India has, in the past, provided some sort of reassurances to the international community. In 2005, for instance, New Delhi signed a 123 Agreement with the US to prove its commitment to nuclear non-proliferation. India has also declared to adhere to a no first use policy, as well as a doctrine of minimum credible deterrent. Pakistan, on the other hand, has never proclaimed a clear nuclear doctrine and, while it has declared its nuclear forces are solely intended for deterrence purposes, it also does not maintain a no first use doctrine.
Pakistan’s deterrence capabilities have recently been increased through the introduction of Nasr, a short-range surface-to-surface ballistic missile system, mostly aimed at countering India’s “Cold Start” strategy, a method for fighting under the nuclear threshold based on the rapid mobilization of military groups into Pakistani territory. On its part, though, India is equipped with a strong nuclear triad, which Pakistan doesn’t have.

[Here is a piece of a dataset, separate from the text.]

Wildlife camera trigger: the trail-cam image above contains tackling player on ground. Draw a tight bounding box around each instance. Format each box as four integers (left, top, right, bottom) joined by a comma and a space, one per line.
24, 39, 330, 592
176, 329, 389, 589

Both countries have the potential to destroy the other. The constant threats spouted by both parties need to stop. Just like they need to stop talking about nuclear weapons as if they’re just another tool of state power. Despite what might be India’s assumptions, the actual deployment of nuclear weapons in the region wouldn’t just make Pakistan “weep” – it would lead to both countries’ annihilation.
Perhaps, the international community could take a more active position in the feud, besides merely calling for calm, peace and dialogue. The US, which has typically assisted in easing the tensions between the two countries, lately doesn’t seem to want to get involved. External assistance might, however, prove to be of vital importance, in a conflict which has been dragging itself for years and whose conclusion threatens to actualize the doctrine of Mutual Assured Destruction.